La troisième victime est un homme né en 1995. "Le certificat médico-légal évoque pour lui la présence d'ecchymoses et d'érosions récentes ainsi qu'un traumatisme du pied gauche avec un fracas osseux que la victime impute, selon ce qu'il a indiqué aux médecins, à une grenade de désencerclement. À ce titre, le médecin légiste estime que les blessures observées sont compatibles avec le blast d'une telle grenade. L'ITT provisoire est fixé à un minimum de 60 jours, avec un risque de mutilations permanentes". 

Pour ces trois premières victimes, l'avocate de leurs familles a transmis au procureur de la République de Rennes une plainte contre X pour "tentative de meurtre" et "entrave volontaire à l'arrivée des secours" et une seconde plainte pour "violation du secret professionnel et "détournement d'informations contenues dans un fichier de leur finalité". 
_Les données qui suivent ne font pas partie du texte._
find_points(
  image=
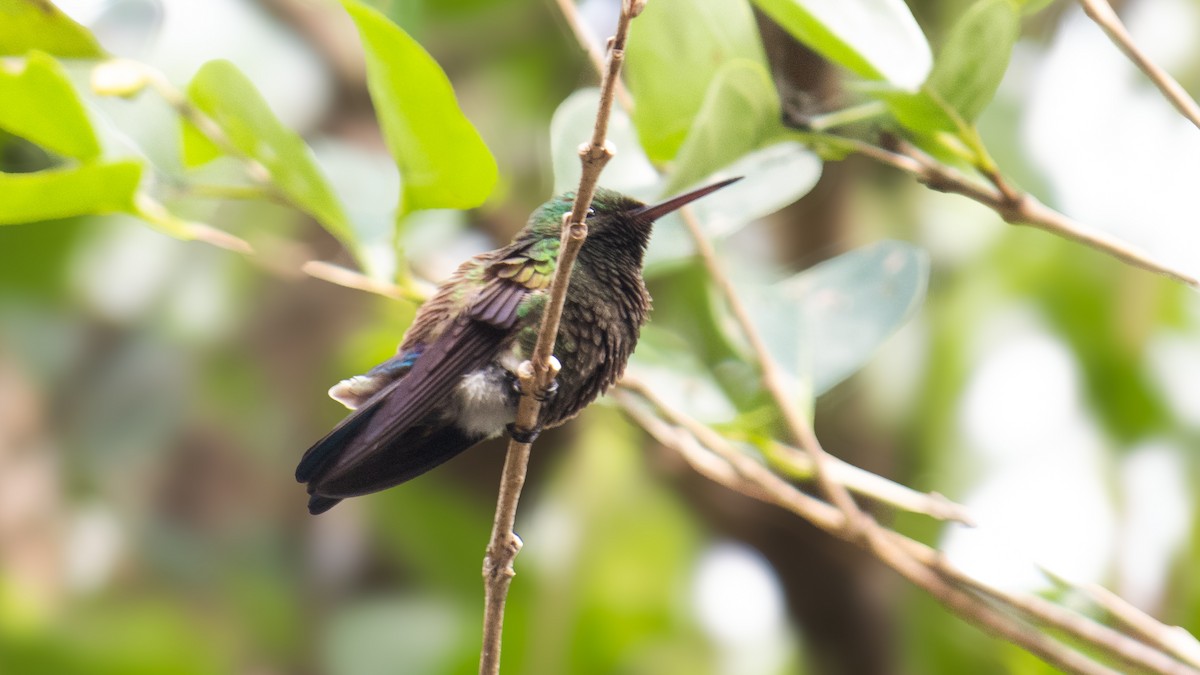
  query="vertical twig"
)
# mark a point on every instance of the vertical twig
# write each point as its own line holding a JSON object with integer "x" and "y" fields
{"x": 539, "y": 371}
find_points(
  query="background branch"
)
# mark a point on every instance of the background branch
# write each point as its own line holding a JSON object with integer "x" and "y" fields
{"x": 1107, "y": 18}
{"x": 1013, "y": 205}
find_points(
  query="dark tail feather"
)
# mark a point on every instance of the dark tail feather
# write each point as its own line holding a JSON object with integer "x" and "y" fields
{"x": 318, "y": 505}
{"x": 405, "y": 458}
{"x": 329, "y": 447}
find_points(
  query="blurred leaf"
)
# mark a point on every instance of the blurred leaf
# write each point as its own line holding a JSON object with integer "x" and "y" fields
{"x": 1030, "y": 7}
{"x": 196, "y": 148}
{"x": 443, "y": 162}
{"x": 131, "y": 638}
{"x": 969, "y": 70}
{"x": 739, "y": 113}
{"x": 825, "y": 323}
{"x": 39, "y": 24}
{"x": 666, "y": 363}
{"x": 775, "y": 177}
{"x": 918, "y": 111}
{"x": 874, "y": 39}
{"x": 629, "y": 171}
{"x": 57, "y": 193}
{"x": 976, "y": 54}
{"x": 382, "y": 637}
{"x": 670, "y": 70}
{"x": 227, "y": 96}
{"x": 40, "y": 105}
{"x": 611, "y": 609}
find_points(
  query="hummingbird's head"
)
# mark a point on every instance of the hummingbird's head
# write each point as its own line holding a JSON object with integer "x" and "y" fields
{"x": 616, "y": 220}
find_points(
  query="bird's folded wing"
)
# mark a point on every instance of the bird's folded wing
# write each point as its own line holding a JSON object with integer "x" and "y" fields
{"x": 467, "y": 345}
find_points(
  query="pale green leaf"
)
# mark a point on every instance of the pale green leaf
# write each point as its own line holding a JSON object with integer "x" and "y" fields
{"x": 231, "y": 100}
{"x": 671, "y": 368}
{"x": 443, "y": 161}
{"x": 825, "y": 323}
{"x": 676, "y": 47}
{"x": 629, "y": 171}
{"x": 77, "y": 191}
{"x": 39, "y": 24}
{"x": 196, "y": 149}
{"x": 774, "y": 177}
{"x": 739, "y": 113}
{"x": 39, "y": 103}
{"x": 874, "y": 39}
{"x": 972, "y": 63}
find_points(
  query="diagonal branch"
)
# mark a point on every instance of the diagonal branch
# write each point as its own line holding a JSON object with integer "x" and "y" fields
{"x": 537, "y": 374}
{"x": 1101, "y": 12}
{"x": 973, "y": 601}
{"x": 1013, "y": 205}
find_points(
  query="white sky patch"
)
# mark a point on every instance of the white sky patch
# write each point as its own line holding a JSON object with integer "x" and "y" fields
{"x": 124, "y": 273}
{"x": 1116, "y": 154}
{"x": 1175, "y": 365}
{"x": 739, "y": 603}
{"x": 1156, "y": 521}
{"x": 94, "y": 545}
{"x": 1042, "y": 496}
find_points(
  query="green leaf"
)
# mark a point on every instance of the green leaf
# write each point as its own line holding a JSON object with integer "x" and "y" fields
{"x": 670, "y": 365}
{"x": 196, "y": 148}
{"x": 629, "y": 171}
{"x": 41, "y": 106}
{"x": 226, "y": 95}
{"x": 58, "y": 193}
{"x": 739, "y": 113}
{"x": 39, "y": 24}
{"x": 669, "y": 69}
{"x": 972, "y": 63}
{"x": 825, "y": 323}
{"x": 775, "y": 177}
{"x": 443, "y": 161}
{"x": 874, "y": 39}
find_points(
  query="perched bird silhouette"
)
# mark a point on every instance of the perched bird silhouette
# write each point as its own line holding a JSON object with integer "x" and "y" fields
{"x": 453, "y": 381}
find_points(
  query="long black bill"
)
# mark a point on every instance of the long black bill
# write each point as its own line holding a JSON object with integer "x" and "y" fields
{"x": 654, "y": 211}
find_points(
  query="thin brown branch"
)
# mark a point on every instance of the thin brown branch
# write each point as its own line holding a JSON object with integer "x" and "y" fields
{"x": 917, "y": 562}
{"x": 359, "y": 281}
{"x": 1101, "y": 12}
{"x": 799, "y": 464}
{"x": 1017, "y": 207}
{"x": 773, "y": 376}
{"x": 755, "y": 481}
{"x": 537, "y": 374}
{"x": 1173, "y": 639}
{"x": 589, "y": 45}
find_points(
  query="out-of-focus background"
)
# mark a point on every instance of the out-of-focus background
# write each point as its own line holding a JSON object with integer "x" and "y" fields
{"x": 155, "y": 395}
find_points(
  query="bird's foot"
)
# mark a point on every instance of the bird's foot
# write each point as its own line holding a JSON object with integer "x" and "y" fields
{"x": 522, "y": 435}
{"x": 549, "y": 394}
{"x": 543, "y": 396}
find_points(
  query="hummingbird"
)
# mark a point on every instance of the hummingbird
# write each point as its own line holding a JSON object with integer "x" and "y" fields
{"x": 453, "y": 381}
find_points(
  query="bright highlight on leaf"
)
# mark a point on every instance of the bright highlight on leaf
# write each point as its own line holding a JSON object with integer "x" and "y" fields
{"x": 443, "y": 161}
{"x": 39, "y": 103}
{"x": 976, "y": 55}
{"x": 28, "y": 24}
{"x": 78, "y": 191}
{"x": 231, "y": 100}
{"x": 825, "y": 323}
{"x": 874, "y": 39}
Pour la troisième victime, une plainte a été également déposée ce mardi matin, par cette même avocate, pour "violences volontaires ayant entraîné une mutilation ou une infirmité permanente par personne dépositaire de l'autorité publique et avec arme".

Une femme née en 2003

La quatrième victime est une femme née en 2003 qui a "fêté" ses 20 ans samedi dernier sur "son lit de souffrance""Le certificat médical évoque un polytraumatisme facial très important et des blessures aux jambes. Le premier apparaît secondaire à un mécanisme contondant à forte synergie et le second secondaire à un mécanisme perforant et érosif, a annoncé le procureur. Une ITT de 100 jours sera à réévaluer. Elle n'est pas en état de parler, sa mâchoire ayant été rigidifiée mécaniquement par les médecins."

Les victimes peu ou pas connues de la police et de la justice

Ces quatre victimes n'ont que "peu, pour les deux premières, ou pas pour les deux dernières, d'antécédents judiciaires", a indiqué le procureur qui a saisi l'inspection générale de la gendarmerie nationale afin de mettre en œuvre ses demandes d'investigation. Huit enquêteurs sont mobilisés. 

"Les qualifications retenues à ce stade sont celles de 'violences avec interruption totale de travail supérieure à huit jours par personne dépositaire de l'autorité publique et non assistance à personne en danger'. Elles sont naturellement susceptibles d'évoluer en fonction des éléments qui seront recueillis dans le cadre de l'enquête ou de l'évolution de l'état de santé des victimes", a souligné le procureur. 

Appel à témoins

Les enregistrements des communications téléphoniques du Centre d'opérations et de renseignement de la gendarmerie (CORG), du Service départemental d'incendie (SDIS) et de secours et du service mobile d'urgence et de réanimation (SMUR) ont été saisis pour être exploités. Les communications radios entre les différents acteurs vont également être écoutées de près. 

Les témoignages, vidéos, audio déjà récoltés sont d'ores et déjà en cours d'exploitation. Plus de 300 vidéos ont déjà été remises aux enquêteurs, la justice espère en récolter un maximum, de la part des gendarmes mais aussi des manifestants, pour permettre peut-être de"déterminer avec précisions l'origine des blessures graves constatées"

"Pour cela, nous entendrons les victimes dès que cela sera possible et recherchons les témoins directs des faits. À ce titre, je lance un appel à témoins afin que ces témoins directs des faits concernant ces quatre victimes puissent se faire connaître et que leurs témoignages soient recueillis au bénéfice de cette seule procédure".